E’ stata una settimana ancora piuttosto piena, tra sbaraccare il mio ufficio in Municipio e rispondere a tanti messaggi di ringraziamento e solidarietà, nonché alle critiche incrociate dei pro Appendino (per cui sto disturbando la sua corsa verso il successo con la mia passività e le mie osservazioni) e degli anti Appendino (per cui non ho denunciato abbastanza duramente il modo in cui sono stato trattato dal M5S). Prendere posizioni ragionate in un mondo di tifosi e di pretoriani, come già vi raccontai, porta dritto alla solitudine, che però è limitata al mondo della politica; fuori da quello ho ricevuto davvero una valanga di affetto e ve ne ringrazio.

Nel ponte andrò fuori Torino e cercherò di staccare da tutto; tornerò domenica pomeriggio per andare a votare. Nonostante tutte le mie perplessità sulla direzione presa dal Movimento, sono convinto che Chiara possa davvero vincere, perché l’insoddisfazione generale e la voglia di “punire il sistema” sono palpabili ovunque, anche al di là dei reali demeriti di Fassino. Credo che oggi in un ballottaggio popolare con Fassino avrebbe delle chance persino il Gabibbo, figuriamoci una persona sveglia e mediatica come Chiara.

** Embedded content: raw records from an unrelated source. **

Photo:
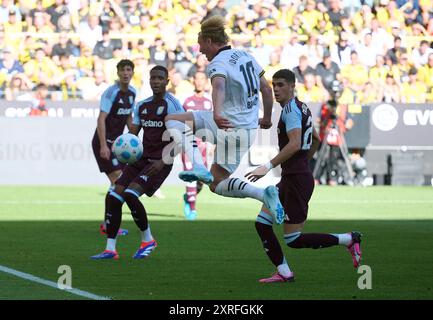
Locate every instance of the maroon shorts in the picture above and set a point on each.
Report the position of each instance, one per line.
(295, 191)
(187, 165)
(107, 166)
(135, 173)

Comunque, sono curioso di vedere come andrà a finire, ma sul piano personale a me non cambia nulla. Io, difatti, dall’ultimo consiglio comunale non ho più sentito praticamente nessuno del M5S e ho cominciato a pensare al dopo: un brillante quarantenne sul divano di casa, con la sfida di reinventarsi per l’ennesima volta. E’ una situazione a cui non sono più abituato da diversi anni, e certamente è strano non avere ogni minuto impegnato, ma non è la prima volta in cui mi ci trovo. Sono piuttosto curioso di capire come andrà avanti la mia storia; perché nella vita si impara dalle vittorie ma anche dalle sconfitte, e l’unica cosa che non si deve fare è fermarsi, accontentandosi, senza più avere il coraggio di cambiare.